= The 1958 =

Association of Manchester United supporters

Logo of the organization

The 1958, along with its subgroups Fan Coalition 58 (FC58) and ClaimBackUnited, is an organization made to represent fan interests of the Manchester United Football Club. Founded sometime before mid-2022, the organization has performed a number of largely peaceful fan-led protests against the Glazer ownership of Manchester United, and until reversing the decision in August 2025, against potential acquisition of the club by billionaire Sir Jim Ratcliffe.

== History ==
The organization was founded sometime before mid-2022, and has since organized largely peaceful protests unifying thousands of United fans against the Glazer ownership of Manchester United, and other non-fan ownership attempts including one from billionaire Sir Jim Ratcliffe.
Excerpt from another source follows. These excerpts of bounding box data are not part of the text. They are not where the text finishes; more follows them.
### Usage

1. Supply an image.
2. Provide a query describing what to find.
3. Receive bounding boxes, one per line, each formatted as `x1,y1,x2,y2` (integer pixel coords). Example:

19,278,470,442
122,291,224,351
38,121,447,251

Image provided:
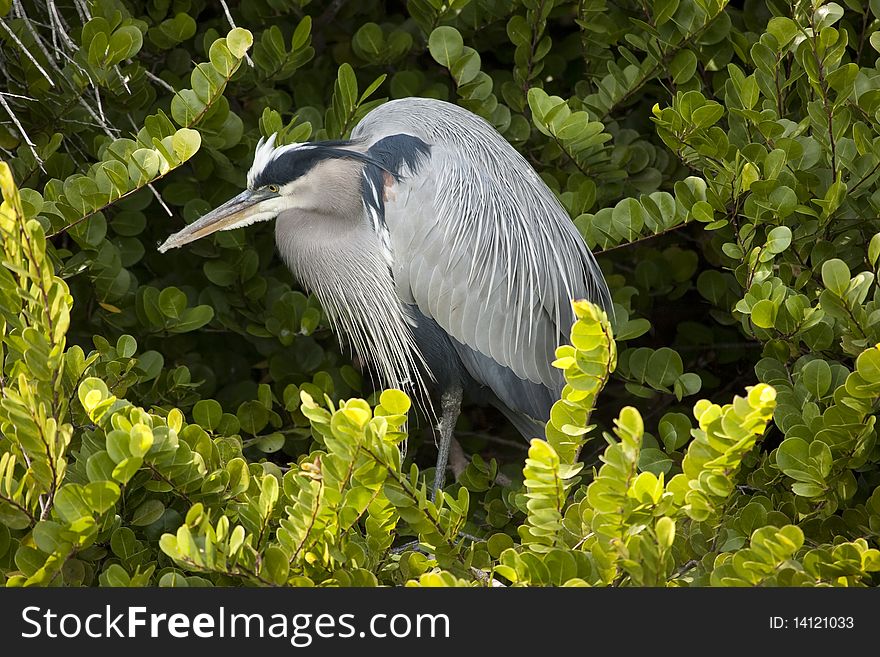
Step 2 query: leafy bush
0,0,880,586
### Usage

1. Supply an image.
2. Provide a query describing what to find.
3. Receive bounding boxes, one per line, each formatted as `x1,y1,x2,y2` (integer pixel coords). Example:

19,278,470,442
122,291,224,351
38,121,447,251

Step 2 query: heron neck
275,211,427,398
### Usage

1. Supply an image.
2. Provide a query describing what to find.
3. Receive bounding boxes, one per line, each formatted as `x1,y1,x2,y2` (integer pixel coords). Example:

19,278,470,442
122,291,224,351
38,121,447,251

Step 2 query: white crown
248,132,314,187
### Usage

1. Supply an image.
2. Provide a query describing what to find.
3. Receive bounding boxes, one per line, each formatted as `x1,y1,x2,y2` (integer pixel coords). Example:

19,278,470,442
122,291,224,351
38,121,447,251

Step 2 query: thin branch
0,18,55,87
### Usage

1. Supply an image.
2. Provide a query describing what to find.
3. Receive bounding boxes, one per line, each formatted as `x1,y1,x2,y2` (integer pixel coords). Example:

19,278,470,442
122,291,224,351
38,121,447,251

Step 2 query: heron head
159,135,369,253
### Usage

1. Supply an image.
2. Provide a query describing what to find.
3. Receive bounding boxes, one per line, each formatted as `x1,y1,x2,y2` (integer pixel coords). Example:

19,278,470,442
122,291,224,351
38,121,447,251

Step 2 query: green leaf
822,258,850,297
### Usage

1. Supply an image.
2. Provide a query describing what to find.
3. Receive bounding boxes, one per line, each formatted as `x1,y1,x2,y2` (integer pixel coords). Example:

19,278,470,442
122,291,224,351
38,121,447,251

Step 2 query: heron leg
431,382,462,500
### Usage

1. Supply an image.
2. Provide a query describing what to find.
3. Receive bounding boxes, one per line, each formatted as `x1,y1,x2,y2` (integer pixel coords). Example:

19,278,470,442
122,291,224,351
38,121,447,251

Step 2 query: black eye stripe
254,141,394,188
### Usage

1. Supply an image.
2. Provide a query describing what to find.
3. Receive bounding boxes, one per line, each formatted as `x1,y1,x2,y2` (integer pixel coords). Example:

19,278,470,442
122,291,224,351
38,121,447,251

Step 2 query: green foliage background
0,0,880,586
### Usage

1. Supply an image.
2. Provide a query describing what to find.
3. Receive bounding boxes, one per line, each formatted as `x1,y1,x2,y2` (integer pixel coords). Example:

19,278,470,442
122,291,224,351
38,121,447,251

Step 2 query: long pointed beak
159,189,277,253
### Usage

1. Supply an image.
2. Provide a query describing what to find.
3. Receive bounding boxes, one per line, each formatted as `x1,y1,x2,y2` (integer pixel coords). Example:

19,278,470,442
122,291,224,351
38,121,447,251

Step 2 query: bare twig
0,94,46,173
220,0,254,68
0,18,55,87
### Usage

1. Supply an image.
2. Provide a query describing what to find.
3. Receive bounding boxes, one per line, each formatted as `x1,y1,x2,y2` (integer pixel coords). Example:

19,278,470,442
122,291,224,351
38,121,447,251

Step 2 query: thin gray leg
431,382,462,500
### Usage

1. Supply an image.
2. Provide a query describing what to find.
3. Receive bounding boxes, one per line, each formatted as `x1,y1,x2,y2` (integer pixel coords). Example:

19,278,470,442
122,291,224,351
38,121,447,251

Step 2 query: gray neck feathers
275,208,430,402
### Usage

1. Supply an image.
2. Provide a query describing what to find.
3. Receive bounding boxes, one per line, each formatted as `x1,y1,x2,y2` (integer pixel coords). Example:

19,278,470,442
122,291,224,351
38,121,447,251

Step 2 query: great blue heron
159,98,610,494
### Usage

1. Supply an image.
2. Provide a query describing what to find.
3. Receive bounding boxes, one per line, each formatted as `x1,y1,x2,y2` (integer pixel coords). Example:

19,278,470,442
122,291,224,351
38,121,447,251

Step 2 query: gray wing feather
352,98,611,410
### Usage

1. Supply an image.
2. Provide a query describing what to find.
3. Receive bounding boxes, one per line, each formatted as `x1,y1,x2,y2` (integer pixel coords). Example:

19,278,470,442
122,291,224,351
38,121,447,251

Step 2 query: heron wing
352,99,610,415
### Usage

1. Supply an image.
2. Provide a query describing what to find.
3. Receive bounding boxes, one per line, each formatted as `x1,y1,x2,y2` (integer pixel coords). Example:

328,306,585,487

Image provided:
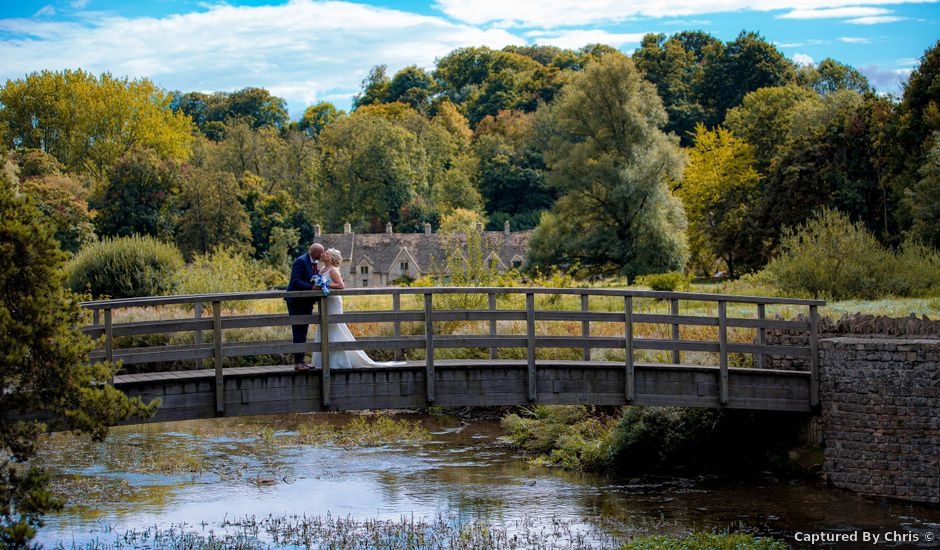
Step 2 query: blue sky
0,0,940,118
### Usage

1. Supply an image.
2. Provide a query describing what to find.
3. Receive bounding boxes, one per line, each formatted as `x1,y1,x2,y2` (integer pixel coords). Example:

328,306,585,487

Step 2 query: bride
313,248,405,369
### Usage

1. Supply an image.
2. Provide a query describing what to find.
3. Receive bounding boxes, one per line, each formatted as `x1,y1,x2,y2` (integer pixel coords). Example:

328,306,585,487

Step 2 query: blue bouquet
310,273,330,296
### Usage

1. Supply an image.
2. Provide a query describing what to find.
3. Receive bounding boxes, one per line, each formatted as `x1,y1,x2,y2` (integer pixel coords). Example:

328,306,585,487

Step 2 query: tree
697,31,796,127
529,54,688,278
906,132,940,248
176,166,251,259
797,57,871,94
320,111,429,231
353,65,391,110
473,111,557,229
0,174,156,548
94,150,179,238
678,124,760,278
0,70,192,180
724,86,821,172
297,101,346,138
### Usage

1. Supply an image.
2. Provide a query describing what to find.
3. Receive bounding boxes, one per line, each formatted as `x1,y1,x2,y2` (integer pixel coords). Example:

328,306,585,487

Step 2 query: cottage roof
316,231,532,273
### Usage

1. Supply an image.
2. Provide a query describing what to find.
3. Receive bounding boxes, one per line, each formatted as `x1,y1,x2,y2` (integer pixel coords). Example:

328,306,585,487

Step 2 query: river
31,413,940,548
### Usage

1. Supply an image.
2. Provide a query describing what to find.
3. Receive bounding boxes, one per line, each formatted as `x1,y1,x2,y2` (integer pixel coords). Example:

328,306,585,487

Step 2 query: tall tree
678,124,760,278
0,70,192,180
176,166,251,259
93,150,179,239
0,173,156,548
529,54,688,278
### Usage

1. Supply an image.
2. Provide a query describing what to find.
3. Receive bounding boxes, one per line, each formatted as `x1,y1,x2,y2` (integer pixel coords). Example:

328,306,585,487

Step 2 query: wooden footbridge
83,287,824,421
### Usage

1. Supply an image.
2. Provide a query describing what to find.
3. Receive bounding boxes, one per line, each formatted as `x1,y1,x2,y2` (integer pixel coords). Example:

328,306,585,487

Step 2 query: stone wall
764,313,940,370
820,337,940,503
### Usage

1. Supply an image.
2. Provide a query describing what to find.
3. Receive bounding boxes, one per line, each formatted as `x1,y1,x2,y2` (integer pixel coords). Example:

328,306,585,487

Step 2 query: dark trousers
287,298,313,363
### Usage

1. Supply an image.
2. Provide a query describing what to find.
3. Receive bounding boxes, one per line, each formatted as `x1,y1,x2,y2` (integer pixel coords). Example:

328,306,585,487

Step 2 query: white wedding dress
313,296,405,369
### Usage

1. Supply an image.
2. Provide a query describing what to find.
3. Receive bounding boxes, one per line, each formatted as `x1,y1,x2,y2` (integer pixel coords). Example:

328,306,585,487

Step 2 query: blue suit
285,254,317,363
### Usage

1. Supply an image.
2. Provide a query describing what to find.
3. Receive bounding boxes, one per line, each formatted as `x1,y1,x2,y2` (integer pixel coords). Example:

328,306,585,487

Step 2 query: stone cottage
314,222,532,288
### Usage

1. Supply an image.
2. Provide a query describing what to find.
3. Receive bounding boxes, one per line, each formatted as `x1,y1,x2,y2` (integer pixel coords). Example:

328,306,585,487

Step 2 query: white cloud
792,53,816,65
0,0,525,116
777,6,891,19
435,0,936,28
859,65,911,90
525,29,646,49
846,15,907,25
33,4,55,17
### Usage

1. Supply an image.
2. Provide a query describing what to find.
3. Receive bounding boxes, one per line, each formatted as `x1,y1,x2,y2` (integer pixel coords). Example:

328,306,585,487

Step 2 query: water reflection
31,414,940,546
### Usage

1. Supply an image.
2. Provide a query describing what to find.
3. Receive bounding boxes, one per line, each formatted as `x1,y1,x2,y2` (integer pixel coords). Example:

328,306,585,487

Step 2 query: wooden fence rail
82,287,825,413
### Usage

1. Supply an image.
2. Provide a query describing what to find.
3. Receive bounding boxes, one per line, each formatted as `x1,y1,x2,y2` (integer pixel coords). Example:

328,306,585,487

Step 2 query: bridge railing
82,287,825,412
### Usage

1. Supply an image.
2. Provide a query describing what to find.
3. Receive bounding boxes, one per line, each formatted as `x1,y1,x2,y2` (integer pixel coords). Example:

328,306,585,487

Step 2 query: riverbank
31,413,940,548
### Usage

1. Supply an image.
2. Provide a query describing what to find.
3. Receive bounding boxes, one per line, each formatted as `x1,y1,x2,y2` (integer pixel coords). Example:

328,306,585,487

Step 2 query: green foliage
797,57,871,94
20,175,96,253
177,246,286,305
529,54,688,277
636,271,689,292
93,150,180,239
766,210,940,300
677,125,760,278
473,111,556,230
66,235,183,298
0,70,192,180
905,131,940,247
0,174,156,548
176,167,251,258
620,533,790,550
501,405,616,471
297,101,346,138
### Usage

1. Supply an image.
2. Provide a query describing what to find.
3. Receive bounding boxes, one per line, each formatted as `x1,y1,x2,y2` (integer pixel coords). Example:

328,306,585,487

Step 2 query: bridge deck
114,359,811,422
After poll results in 2025, however, fans appeared split on whether acquisition by Sir Jim Ratcliffe would be beneficial for the club or not, and likewise, the organization announced protests on this specific matter would be put on pause until the organization could act more united.

Under the main organization, the independent fan representation branch of the organization is run by "Fan Coalition 58" (FC58), and the membership and strategy branch of the organization is "ClaimBackUnited". An additional third branch also focusing in strategy is planned but unlaunched. The FC58 team is led by Chris Haymes.